SELECT COUNT(DISTINCT order_id) FROM orders
For streaming queries, the required state for computing the query result might grow indefinitely. State size depends primarily on the number of distinct rows and the time that a group is maintained. Short-lived GROUP BY windows are not a problem.
GROUPING SETS¶
Grouping sets enable more complex grouping operations than those
you can describe with a standard GROUP BY
clause. Rows are grouped
separately by each specified grouping set, and aggregates are computed
for each group just as for simple GROUP BY
clauses.
The following example show how to use GROUPING SETS to
SELECT supplier_id, rating, COUNT(*) AS total
FROM (VALUES
('supplier1', 'product1', 4),
('supplier1', 'product2', 3),
('supplier2', 'product3', 3),
('supplier2', 'product4', 4))
AS Products(supplier_id, product_id, rating)
GROUP BY GROUPING SETS ((supplier_id, rating), (supplier_id), ())
Results:
+-------------+--------+-------+
| supplier_id | rating | total |
+-------------+--------+-------+
| supplier1 | 4 | 1 |
| supplier1 | (NULL) | 2 |
| (NULL) | (NULL) | 4 |
| supplier1 | 3 | 1 |
| supplier2 | 3 | 1 |
| supplier2 | (NULL) | 2 |
| supplier2 | 4 | 1 |
+-------------+--------+-------+
Each sublist of GROUPING SETS
specifies zero or more columns or
expressions and is interpreted as if it were used directly in the GROUP BY
clause. An empty grouping set means that all rows are aggregated down to a
single group, which is output even if no input rows were present.
References to the grouping columns or expressions are replaced by null values in result rows for grouping sets in which those columns don’t appear.
For streaming queries, the required state for computing the query result might grow indefinitely. State size depends on the number of group sets and type of aggregation functions.
ROLLUP¶
ROLLUP
is a shorthand notation for specifying a common type of grouping
set. It represents the given list of expressions and all prefixes of the list,
including the empty list.
For example, the following query is equivalent to the previous GROUP BY GROUPING SETS query.
SELECT supplier_id, rating, COUNT(*)
FROM (VALUES
('supplier1', 'product1', 4),
('supplier1', 'product2', 3),
('supplier2', 'product3', 3),
('supplier2', 'product4', 4))
AS Products(supplier_id, product_id, rating)
GROUP BY ROLLUP (supplier_id, rating)
CUBE¶
CUBE
is a shorthand notation for specifying a common type of grouping
set. It represents the given list and all of its possible subsets, which is
also known as the power set.
For example, the following two queries are equivalent.

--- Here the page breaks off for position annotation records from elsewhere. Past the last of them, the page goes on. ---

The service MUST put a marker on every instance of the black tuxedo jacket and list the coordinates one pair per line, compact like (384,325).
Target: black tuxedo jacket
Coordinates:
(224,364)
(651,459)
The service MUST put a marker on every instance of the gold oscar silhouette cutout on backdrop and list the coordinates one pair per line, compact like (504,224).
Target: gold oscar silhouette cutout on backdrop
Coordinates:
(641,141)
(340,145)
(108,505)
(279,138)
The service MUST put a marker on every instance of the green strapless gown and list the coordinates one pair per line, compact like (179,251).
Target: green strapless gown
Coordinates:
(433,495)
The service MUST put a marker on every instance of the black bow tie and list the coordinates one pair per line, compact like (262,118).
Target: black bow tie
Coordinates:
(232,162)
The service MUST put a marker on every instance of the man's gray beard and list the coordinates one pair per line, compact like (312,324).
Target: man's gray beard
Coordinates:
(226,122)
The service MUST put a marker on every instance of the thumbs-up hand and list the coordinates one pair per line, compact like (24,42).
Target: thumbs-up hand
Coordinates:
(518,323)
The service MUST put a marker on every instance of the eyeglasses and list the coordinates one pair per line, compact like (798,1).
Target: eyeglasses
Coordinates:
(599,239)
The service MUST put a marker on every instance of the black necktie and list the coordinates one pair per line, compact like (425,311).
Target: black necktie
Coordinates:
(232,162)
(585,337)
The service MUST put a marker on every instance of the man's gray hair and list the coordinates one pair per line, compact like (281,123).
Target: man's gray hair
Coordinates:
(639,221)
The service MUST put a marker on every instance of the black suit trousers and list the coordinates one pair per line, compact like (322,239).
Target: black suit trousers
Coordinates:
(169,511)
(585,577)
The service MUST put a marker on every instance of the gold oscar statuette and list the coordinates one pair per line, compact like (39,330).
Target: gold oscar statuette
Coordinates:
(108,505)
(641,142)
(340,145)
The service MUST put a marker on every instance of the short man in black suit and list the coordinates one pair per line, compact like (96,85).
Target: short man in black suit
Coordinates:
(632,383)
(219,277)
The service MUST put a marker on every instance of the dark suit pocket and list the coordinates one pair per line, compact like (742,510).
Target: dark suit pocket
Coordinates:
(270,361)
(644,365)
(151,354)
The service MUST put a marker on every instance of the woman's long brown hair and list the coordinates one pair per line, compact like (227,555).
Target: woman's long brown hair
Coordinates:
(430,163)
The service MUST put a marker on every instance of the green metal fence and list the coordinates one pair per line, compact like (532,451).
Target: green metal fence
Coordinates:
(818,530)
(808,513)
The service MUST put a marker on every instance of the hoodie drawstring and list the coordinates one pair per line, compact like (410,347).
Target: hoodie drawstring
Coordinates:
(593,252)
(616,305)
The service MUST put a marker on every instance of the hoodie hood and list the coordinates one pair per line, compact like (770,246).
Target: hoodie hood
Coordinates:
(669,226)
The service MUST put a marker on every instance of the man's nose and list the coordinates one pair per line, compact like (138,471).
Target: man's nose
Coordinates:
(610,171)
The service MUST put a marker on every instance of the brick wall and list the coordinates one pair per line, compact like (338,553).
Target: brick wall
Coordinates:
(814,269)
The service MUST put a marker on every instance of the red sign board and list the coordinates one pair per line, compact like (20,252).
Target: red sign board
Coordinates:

SELECT supplier_id, rating, product_id, COUNT(*)
FROM (VALUES
('supplier1', 'product1', 4),
('supplier1', 'product2', 3),
('supplier2', 'product3', 3),
('supplier2', 'product4', 4))
AS Products(supplier_id, product_id, rating)
GROUP BY CUBE (supplier_id, rating, product_id)
SELECT supplier_id, rating, product_id, COUNT(*)
FROM (VALUES
('supplier1', 'product1', 4),
('supplier1', 'product2', 3),
('supplier2', 'product3', 3),
('supplier2', 'product4', 4))
AS Products(supplier_id, product_id, rating)
GROUP BY GROUPING SET (
( supplier_id, product_id, rating ),
( supplier_id, product_id ),
( supplier_id, rating ),
( supplier_id ),
( product_id, rating ),
( product_id ),
( rating ),
( )
)
HAVING¶
The HAVING
clause eliminates group rows that don’t satisfy the specified
condition.
HAVING
is distinct from the WHERE
clause, because WHERE
filters
individual rows before the GROUP BY
, while HAVING
filters group rows
created by GROUP BY
. Each column referenced in the condition must
unambiguously reference a grouping column, unless it appears within an aggregate
function.
SELECT SUM(amount)
FROM orders
GROUP BY users
HAVING SUM(amount) > 50
The presence of a HAVING
clause turns a query into a grouped query, even if
there is no GROUP BY
clause. It’s the same as what happens when the query
contains aggregate functions but no GROUP BY
clause. The query
considers all selected rows to form a single group, and the SELECT
list and HAVING
clause can reference only table columns from within
aggregate functions. Such a query emits a single row if the HAVING
condition is true, and zero rows if it’s not true.